Defending Self-esteem

When I step into the trap of believing I am less of a person than I used to be, is that a thinly disguised message from others or a self-generated attack on my own self-esteem? As Meredith walks beaches alone while I sit at the computer, when she shops in Provincetown as I sit at the computer, I do feel I am less of a person, less of a man. I, along with everyone else, am a product of my culture. Or is that, a prisoner of my culture?
I believe the answer is both.
As a person, I feel robbed, as a man, inadequate. Those are very different dynamics. Popular culture is reductionist, and Madison Avenue groupthink creates the ideal man. He is only a modern version of the Marlboro Man and a logical next caricature. We, the infirmed, are not that guy. He is perched on a stallion, not a Segway. How do we compete with that creation? By ignoring it, I think, and believing that our world is well stocked with others who do not buy into what they see on television or read in glossy magazines.
As a person, control seems less tenuous. I understand my limitations and feel the pain. No one asked for this. Then it is time to move on, recognizing all we are and always will be, rather than bathing in disappointment. That is not so easy. But we have it in us. I did not see the world as I do today, could not write or express myself until I was sick.
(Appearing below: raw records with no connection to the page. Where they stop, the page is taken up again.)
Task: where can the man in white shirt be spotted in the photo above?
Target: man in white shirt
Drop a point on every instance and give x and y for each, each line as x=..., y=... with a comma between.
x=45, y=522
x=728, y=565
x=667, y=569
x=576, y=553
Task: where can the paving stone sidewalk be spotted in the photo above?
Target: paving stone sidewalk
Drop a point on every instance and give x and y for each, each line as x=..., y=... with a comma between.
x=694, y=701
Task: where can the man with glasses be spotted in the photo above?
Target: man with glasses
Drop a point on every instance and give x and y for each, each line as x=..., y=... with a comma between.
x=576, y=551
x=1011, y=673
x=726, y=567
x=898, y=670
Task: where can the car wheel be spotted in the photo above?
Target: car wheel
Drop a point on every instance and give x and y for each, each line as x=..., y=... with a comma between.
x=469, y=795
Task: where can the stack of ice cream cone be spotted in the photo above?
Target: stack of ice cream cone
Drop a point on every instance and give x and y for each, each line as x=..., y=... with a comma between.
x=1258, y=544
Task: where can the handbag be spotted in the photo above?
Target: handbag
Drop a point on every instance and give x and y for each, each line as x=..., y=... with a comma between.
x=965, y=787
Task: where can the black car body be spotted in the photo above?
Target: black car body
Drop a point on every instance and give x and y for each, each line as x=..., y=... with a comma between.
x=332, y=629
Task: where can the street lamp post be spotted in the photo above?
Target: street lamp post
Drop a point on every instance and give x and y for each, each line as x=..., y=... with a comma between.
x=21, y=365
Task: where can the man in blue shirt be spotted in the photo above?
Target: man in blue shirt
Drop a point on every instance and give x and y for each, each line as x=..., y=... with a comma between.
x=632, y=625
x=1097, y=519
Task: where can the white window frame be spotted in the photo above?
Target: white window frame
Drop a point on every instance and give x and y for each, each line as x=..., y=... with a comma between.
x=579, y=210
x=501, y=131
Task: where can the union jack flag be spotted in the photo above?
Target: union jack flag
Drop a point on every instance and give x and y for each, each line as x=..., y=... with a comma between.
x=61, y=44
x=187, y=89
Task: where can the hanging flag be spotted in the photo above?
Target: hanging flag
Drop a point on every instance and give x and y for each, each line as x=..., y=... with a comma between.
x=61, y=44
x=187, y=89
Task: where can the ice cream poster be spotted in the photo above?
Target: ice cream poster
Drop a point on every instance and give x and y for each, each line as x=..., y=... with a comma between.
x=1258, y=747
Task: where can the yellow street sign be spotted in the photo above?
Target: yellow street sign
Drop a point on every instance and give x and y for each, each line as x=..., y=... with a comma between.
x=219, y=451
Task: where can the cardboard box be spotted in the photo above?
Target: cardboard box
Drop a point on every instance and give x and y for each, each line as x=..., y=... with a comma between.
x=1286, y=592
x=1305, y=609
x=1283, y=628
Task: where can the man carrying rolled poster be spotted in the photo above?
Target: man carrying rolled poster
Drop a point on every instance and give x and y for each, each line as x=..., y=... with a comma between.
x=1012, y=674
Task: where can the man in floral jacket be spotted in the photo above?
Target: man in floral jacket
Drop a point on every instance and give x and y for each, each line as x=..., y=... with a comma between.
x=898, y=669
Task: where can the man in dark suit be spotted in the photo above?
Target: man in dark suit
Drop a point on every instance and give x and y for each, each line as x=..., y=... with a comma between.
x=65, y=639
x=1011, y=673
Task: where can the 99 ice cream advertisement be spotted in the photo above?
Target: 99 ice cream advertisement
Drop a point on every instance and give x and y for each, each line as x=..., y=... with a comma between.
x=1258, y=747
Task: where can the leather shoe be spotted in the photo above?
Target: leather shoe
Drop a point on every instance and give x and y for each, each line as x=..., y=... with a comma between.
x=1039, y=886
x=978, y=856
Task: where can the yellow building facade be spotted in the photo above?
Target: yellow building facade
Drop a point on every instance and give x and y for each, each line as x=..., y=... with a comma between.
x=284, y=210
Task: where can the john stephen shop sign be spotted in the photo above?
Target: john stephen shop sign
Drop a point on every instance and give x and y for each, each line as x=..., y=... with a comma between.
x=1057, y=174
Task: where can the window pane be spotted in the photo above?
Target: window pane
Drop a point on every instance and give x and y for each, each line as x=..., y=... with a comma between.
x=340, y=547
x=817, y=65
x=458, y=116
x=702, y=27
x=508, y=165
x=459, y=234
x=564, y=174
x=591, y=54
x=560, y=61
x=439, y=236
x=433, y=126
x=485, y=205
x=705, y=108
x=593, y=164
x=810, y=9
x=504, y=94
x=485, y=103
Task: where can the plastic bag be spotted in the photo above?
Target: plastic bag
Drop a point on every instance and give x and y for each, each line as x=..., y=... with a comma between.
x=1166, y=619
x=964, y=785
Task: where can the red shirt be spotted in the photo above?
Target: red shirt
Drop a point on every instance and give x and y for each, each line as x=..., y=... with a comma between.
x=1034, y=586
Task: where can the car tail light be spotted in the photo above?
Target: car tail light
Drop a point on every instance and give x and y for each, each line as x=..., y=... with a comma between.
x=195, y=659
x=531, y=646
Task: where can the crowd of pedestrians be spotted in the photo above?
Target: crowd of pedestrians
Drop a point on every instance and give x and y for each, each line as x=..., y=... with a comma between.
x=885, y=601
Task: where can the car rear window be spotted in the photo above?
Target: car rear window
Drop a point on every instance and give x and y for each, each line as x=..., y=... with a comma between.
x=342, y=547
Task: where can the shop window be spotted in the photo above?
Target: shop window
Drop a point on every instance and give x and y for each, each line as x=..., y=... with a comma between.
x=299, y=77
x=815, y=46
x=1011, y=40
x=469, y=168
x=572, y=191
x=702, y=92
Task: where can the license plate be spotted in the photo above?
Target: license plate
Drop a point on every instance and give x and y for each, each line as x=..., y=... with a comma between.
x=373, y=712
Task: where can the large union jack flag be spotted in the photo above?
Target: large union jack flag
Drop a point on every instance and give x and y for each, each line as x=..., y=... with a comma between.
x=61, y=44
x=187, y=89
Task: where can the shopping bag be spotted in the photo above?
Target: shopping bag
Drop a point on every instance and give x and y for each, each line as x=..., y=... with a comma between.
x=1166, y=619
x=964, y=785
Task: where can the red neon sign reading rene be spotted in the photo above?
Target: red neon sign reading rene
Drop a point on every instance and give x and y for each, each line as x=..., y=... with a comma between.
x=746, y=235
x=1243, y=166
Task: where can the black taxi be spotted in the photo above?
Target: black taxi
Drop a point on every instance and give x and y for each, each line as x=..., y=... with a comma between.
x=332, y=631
I am not overwhelmed by what I can do, but I have more or less stopped mourning my losses.
We should not lose sight of the fact that we fight two simultaneous wars on parallel tracks. We battle conditions that only know attack and will not retreat. And we fight the view of us as diminished and pathetically beyond repair. Pat Buchanan used to instruct us to keep our powder dry, but we cannot shoot at common misapprehensions of sickness and assumptions about our physical flaws. We have to sell what we really can offer the world in return for open minds.

50

Vacation

Apologies. I checked out and went to Cape Cod. Instead of struggling to walk across a sandy beach and burning the hell out of my feet, I sat at the computer. I guess using a different machine for a while constitutes a vacation. Working on a book, well, forget about it. I need to try writer’s rehab.
Looking at events in northern Iraq, watching Kurds battle ISIS, and following the fun in Ferguson, I don’t feel so bad about my life today. Everything is relative. I can get so carried away and negative about my lot in life, which really is not so bad. My kids are happy, my wife quite successful, and I can string words together like beads on a cheap necklace. I am not hungry. How bad can life be? Back to the salt mines this afternoon. I am looking forward to breathing air I can see.